So you are probably bored of hearing about it now, but the truth is, Brexit may affect you in ways you hadn’t even thought about, primarily online.
Google recently announced it would be updating its Terms and Conditions of use, they claim that this is their biggest change to their T’s & C’s since 2012.
We’ve updated our Terms of Service to make them easier for people around the world to read and understand — with clearer language, improved organization, and greater transparency about changes we make to our services and products. We’re not changing the way our products work, or how we collect or process data,”Google spokesperson Shannon Newberry
Within these new terms was a notice to UK users, notifying them that their user data will be moved from its current location on an Irish/European server to a US server from the 30th of March.
So what does that actually mean?
Well, it means that all the user data that Google collects on you, such as your behaviour, as well as any information it thinks about you, this does not include any personal information such as your name and address that may be found on your Google Account, is going to be moved from the EU jurisdiction to the US.
This user data was originally stored on EU servers and protected by European Laws, however with the UK leaving the European union the data cannot stay where it is.
The data could be moved onto British servers (which it may well be in the future), but at the moment that would require the British government to put in place their own data protection laws, which at the moment is not on the list of priorities. So with very few other options, Google is moving its user data to US Servers.

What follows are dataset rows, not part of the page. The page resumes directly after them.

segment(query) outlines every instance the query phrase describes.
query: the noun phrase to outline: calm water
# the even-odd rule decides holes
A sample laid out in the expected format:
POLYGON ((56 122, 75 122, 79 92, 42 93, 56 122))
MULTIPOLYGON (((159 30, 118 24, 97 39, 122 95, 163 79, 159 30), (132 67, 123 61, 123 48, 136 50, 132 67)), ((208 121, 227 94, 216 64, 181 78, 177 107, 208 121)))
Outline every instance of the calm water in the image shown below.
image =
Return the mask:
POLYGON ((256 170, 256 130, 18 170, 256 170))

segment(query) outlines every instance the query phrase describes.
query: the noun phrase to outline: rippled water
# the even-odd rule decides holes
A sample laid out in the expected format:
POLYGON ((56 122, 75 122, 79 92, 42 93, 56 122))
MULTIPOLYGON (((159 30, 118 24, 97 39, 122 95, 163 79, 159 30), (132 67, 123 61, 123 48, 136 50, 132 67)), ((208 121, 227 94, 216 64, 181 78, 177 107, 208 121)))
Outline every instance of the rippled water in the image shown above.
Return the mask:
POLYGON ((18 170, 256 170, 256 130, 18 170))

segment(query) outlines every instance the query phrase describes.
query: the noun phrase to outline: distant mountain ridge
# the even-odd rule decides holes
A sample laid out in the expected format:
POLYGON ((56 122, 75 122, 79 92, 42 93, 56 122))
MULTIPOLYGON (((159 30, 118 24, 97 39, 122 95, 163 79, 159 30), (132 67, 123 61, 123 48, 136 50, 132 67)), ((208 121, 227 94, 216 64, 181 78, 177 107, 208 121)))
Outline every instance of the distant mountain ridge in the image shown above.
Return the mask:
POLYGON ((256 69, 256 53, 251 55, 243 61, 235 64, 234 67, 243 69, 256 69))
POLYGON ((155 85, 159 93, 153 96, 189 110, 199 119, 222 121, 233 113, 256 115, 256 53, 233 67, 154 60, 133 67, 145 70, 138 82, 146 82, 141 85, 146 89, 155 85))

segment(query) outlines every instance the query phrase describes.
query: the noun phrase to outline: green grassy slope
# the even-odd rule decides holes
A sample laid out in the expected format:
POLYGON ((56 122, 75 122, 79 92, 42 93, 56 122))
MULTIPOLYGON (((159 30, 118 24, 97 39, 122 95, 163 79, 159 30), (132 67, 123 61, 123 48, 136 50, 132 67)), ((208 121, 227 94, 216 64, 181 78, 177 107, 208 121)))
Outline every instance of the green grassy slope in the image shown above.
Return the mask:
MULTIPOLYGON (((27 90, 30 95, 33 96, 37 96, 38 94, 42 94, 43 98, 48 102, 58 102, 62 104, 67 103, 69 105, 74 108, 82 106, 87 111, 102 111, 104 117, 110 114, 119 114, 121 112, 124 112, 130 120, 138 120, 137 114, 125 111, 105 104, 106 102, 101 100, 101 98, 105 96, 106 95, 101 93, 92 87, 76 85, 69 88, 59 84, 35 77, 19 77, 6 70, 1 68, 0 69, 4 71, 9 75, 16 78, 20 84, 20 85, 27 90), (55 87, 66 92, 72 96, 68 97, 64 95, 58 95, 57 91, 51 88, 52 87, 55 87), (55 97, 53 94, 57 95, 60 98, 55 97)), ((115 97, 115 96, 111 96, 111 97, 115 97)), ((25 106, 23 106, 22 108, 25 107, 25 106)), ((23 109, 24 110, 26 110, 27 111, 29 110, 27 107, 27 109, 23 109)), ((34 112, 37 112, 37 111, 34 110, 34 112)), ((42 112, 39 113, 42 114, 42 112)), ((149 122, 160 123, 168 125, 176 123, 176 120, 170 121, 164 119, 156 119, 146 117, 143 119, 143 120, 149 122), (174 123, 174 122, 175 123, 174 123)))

Now, there are a few people across the internet that are a little worried about this move because US servers are not as secure as their European counterparts, especially for non-US citizens. Right now the UK is in a state of limbo and so is its data. As non-US citizens, our data cannot be taken under US data protection laws and now that we are no longer European, our data cannot be protected by European data protection laws either.
But not to worry.
Google disputes there will be any change in privacy standards for the UK users as a result of the shift. In the meantime, GDPR will still protect our data even on the US servers. (So don’t go removing those GDPR compliance terms from your website just yet).
“Like many companies, we have to prepare for Brexit,” Google said. “Nothing about our services or our approach to privacy will change, including how we collect or process data, and how we respond to law enforcement demands for users’ information. The protections of the UK GDPR will still apply to these users.”Google spokesperson Shannon Newberry
So you might be wondering, why would Google do anything at all if it’s going to still follow European Law until told otherwise. Well, essentially it was forced to.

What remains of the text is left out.